Forgiveness

A lot of people on this forum have spoken about forgiveness. Should you or shouldn’t you forgive. How can you forgive someone who has treated you like something they have trodden on. Have sent texts to you full of paranoia and every possible swear word under the sun. Horrible words. Told you about things they would do for you, but didn’t. All whilst visiting my beloved Alan for 10 hours a day and since his death. Then to top it all receive a last text message to say he didn’t wish me any harm but that was his last message from him to me. He blamed me for him not being there when Alan passed away, which wasn’t true. That last message was 3 months after he had passed away, and I just don’t understand why he even left it that long to say that anyway. My youngest son tried to contact him. So that is son number 1. Son number 2 I have given him a roof over his head when he was made homeless which was in February 2019, 3 months before Alan passed away. What have I been rewarded with, more texts with foul language.
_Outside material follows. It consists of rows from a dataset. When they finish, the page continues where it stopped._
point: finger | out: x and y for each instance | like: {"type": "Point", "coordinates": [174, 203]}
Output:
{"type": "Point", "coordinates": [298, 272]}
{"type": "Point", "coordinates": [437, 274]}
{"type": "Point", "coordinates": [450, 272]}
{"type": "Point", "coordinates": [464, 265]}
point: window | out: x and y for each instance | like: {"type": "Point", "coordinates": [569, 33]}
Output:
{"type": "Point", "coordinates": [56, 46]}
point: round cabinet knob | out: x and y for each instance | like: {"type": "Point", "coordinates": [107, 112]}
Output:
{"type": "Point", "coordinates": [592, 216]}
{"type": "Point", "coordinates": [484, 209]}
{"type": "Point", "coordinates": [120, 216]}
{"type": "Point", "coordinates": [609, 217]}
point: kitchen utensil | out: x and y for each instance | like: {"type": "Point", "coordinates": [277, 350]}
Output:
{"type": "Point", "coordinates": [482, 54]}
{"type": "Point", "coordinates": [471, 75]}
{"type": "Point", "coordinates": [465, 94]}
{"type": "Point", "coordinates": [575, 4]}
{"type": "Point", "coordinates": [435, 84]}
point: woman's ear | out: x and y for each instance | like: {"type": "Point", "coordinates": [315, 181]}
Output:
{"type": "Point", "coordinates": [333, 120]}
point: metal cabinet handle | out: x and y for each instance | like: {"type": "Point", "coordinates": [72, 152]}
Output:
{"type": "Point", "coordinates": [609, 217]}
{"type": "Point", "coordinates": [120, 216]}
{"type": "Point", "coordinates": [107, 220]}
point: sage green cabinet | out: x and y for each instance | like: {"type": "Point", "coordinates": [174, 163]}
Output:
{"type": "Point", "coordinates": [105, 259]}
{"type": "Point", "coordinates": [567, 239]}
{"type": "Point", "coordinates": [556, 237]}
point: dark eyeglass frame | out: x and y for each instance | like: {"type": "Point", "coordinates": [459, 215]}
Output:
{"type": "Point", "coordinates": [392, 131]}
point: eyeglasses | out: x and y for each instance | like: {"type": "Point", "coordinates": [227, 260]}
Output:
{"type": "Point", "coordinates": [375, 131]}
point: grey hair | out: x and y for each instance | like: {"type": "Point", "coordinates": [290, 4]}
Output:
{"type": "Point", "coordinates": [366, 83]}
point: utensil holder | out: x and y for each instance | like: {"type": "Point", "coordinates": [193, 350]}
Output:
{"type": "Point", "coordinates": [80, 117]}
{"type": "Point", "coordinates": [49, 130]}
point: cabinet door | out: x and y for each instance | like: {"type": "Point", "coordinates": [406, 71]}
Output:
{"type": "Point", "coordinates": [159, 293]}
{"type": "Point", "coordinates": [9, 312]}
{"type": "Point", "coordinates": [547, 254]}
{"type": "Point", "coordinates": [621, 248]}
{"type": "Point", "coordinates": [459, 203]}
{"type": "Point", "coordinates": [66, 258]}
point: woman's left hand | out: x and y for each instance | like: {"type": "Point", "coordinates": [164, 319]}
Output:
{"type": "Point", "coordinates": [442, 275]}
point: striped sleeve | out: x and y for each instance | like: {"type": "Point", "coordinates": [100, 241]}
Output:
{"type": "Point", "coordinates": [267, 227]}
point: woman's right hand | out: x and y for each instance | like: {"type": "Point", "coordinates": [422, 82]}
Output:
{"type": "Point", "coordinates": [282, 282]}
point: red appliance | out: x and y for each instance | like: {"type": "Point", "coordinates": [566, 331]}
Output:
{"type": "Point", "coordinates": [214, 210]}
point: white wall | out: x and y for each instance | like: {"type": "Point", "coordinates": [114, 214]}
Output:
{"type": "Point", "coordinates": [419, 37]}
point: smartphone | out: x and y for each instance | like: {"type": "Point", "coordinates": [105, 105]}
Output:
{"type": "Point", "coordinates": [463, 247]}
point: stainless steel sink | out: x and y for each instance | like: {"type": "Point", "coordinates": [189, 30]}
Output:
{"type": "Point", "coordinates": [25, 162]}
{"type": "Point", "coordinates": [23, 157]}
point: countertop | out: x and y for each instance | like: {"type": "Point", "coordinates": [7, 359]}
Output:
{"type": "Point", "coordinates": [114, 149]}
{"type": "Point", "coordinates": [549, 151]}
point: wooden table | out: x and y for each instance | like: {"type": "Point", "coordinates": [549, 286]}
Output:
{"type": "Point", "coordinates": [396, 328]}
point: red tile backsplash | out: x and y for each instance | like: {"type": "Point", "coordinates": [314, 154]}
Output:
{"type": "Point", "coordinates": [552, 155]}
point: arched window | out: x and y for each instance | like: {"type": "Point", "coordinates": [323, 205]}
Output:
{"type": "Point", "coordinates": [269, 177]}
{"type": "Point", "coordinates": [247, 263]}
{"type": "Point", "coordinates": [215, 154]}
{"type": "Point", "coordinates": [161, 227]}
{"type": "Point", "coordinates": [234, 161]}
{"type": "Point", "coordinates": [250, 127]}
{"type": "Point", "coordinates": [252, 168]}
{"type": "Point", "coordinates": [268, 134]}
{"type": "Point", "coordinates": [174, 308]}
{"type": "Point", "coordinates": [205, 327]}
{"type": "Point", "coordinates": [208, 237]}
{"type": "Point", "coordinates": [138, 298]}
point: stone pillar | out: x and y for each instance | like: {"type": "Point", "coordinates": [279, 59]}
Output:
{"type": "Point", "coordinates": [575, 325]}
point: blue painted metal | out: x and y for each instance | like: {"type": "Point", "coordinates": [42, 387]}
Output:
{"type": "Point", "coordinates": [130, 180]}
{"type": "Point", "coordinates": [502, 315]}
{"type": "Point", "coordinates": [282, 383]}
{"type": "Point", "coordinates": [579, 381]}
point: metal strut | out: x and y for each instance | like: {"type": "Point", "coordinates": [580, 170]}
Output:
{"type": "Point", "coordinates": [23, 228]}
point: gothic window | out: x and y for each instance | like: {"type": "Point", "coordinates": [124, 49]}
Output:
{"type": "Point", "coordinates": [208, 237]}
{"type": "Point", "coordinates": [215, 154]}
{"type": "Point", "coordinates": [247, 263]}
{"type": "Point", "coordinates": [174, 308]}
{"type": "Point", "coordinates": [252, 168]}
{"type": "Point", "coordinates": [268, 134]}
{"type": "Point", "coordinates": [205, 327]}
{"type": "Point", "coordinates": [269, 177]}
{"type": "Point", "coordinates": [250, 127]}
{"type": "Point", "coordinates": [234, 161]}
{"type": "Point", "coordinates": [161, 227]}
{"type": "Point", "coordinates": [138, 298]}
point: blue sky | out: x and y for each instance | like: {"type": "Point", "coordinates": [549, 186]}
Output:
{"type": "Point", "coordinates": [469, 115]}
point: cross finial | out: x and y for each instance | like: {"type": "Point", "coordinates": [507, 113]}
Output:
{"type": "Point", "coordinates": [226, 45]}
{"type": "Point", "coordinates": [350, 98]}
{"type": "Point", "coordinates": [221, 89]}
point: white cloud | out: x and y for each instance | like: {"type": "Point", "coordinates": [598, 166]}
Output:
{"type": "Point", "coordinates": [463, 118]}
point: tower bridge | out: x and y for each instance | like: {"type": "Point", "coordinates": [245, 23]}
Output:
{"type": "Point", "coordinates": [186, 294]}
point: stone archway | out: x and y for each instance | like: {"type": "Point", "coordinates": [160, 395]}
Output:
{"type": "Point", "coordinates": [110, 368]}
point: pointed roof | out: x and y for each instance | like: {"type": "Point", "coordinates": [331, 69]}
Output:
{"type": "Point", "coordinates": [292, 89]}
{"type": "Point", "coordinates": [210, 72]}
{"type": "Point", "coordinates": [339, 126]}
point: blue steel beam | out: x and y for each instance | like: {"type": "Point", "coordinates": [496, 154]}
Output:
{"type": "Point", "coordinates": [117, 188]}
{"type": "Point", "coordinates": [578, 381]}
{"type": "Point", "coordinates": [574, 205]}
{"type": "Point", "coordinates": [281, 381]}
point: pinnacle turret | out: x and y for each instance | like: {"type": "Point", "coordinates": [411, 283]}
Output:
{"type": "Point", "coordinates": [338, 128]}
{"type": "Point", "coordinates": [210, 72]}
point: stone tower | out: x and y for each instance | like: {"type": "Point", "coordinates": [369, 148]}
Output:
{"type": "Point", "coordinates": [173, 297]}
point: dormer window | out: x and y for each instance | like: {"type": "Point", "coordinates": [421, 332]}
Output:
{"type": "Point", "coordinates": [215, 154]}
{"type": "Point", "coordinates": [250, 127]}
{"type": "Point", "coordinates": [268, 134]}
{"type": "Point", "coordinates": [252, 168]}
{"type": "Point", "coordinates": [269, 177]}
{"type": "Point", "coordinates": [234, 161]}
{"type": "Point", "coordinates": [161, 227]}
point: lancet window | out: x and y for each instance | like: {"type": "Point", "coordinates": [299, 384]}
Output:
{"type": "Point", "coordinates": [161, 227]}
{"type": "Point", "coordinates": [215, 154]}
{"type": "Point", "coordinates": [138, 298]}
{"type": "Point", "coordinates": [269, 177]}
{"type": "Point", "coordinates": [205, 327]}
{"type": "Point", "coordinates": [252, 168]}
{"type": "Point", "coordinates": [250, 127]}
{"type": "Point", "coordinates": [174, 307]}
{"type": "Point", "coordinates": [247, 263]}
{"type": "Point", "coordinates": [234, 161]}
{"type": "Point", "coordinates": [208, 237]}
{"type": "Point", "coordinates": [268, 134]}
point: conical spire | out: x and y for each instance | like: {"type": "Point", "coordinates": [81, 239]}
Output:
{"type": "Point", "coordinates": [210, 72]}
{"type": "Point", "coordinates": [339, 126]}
On the day after Alans funeral I was left to my own ends whilst 2 of my sons were in the pub all day and night. I felt so alone and down and couldn’t stop crying. I sent son no 2 a text saying if he could afford to stay out all day and night he could afford to pay me back some of the money he owed me. That’s when I got text no 1. I’ve since had another 2 over different things. He went on about wear and tear on his van and fuel costs if ever he gave me a lift to work. it didn’t matter about my washing machine and gas and electric. We now don’t speak and I don’t have any lifts from him, its better that way then he can’t throw out about it. But he still buys his bottle of wine and cigs every night and still owes me the money. They also both do drugs. He let me down badly at Christmas with shopping he was supposed to take me for. So I could forgive and forget but it would happen again all too soon. We have been let down so many times in the past with different things. Its alright someone saying forgive but have they been sworn at and spoken to and let down in so many ways. Its easy to say oh forgive. My forgiveness comes with my death when they inherit whatever I leave, as I could change the will if I wanted, but I won’t go against my Alans wishes.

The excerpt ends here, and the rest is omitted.